Лишь Колин Кэмпбелл, богатый торговец из Глазго, продолжал экстенсивное расширение своих поместий в Британской Гвиане. В XX веке его потомкам предстояло объединить свои поместья с компанией «Букер-Макконнел», предприятием, господствующим в сахарной отрасли вплоть до начала 1970-х годов, когда Гвиана обрела независимость73. Букеры, происходившие, как и Гладстоны, из Ливерпуля, начинали свой путь в качестве судовой компании, обслуживавшей рейсы между Ливерпулем и Джорджтауном, столицей Британской Гвианы. Как и другие фирмы метрополии (Cavan Bros&Co; Colonial Company), они управляли обширными сахарными плантациями в Британской Гвиане и на Тринидаде, где они в самом скором времени установили вакуумные варочные котлы. Кроме того, эти фирмы смогли найти финансирование для строительства в Британской Гвиане железной дороги, которая шла вдоль побережья и играла двойную роль, служа и дамбой, и средством транспортировки74.

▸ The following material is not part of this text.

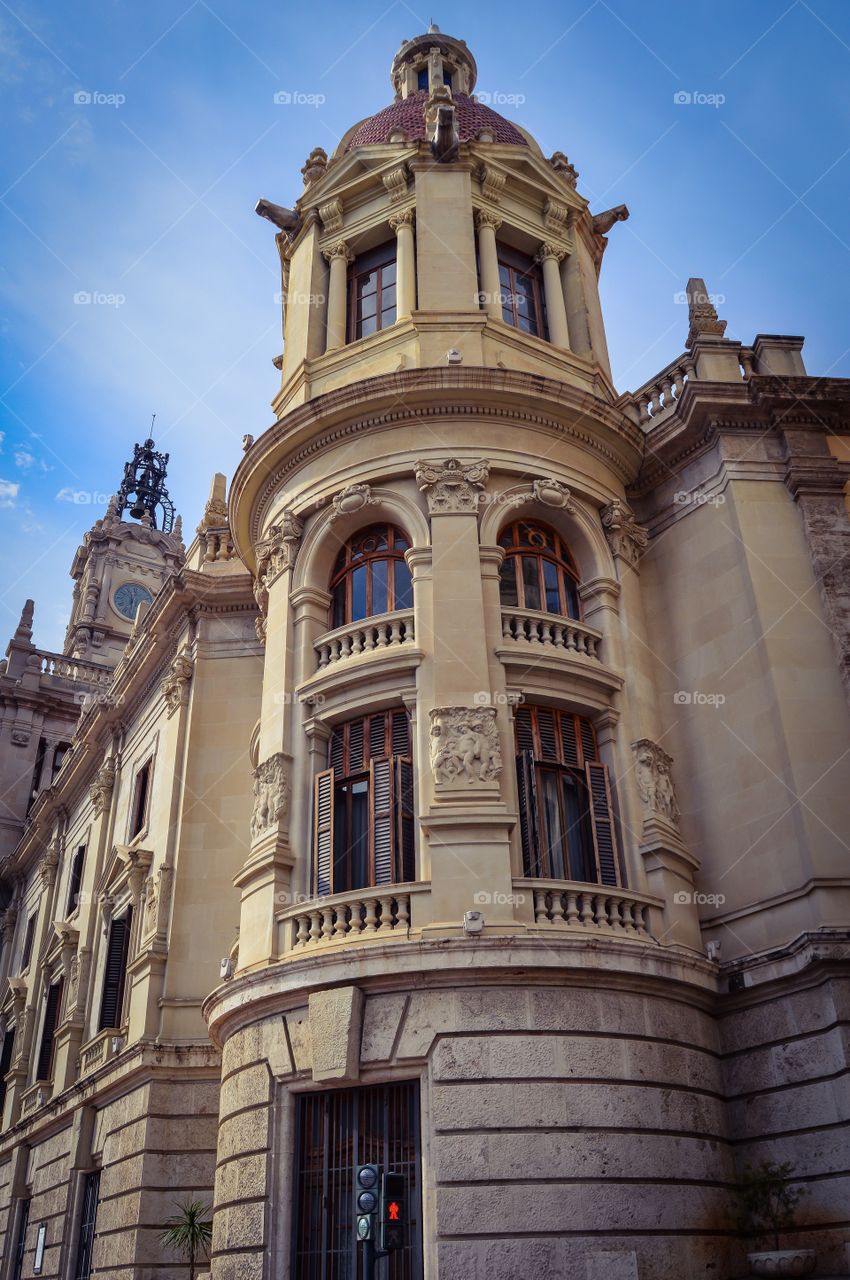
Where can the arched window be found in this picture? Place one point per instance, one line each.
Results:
(538, 571)
(370, 576)
(566, 816)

Впрочем, железнодорожный проект барбадосских плантаторов оказался провальным, поскольку и деньги, полученные в качестве компенсации, и доходы с плантаций по большей части оседали в карманах отсутствующих землевладельцев, пребывающих в Британии. Иной была ситуация на Маврикии. Изначально он был британской колонией, но теперь там господствовали семьи французских плантаторов (остров находился в руках французов еще с XVIII века). Получая компенсации, поселенцы-плантаторы, властвующие на острове, продолжали вкладывать их в свои сахарные поместья вместо того, чтобы пересылать их во Францию. Более того, эти компенсации не были разделены между получателями, а пошли в государственный резервный фонд, из которого £200 000 было выделено на строительство железной дороги, соединяющей портовый город Сент-Луис и прилегающие к нему территории. Правительство Маврикия получило еще £800 000 посредством облигаций, выпущенных на лондонском рынке ценных бумаг75. В начале 1860-х годов у плантаторов Маврикия уже была железная дорога, а треть своего сахара они производили при помощи вакуумных варочных котлов; большая часть остального объема при этом изготавливалась с использованием оборудования Ветцеля, которое ввозили с Реюньона76.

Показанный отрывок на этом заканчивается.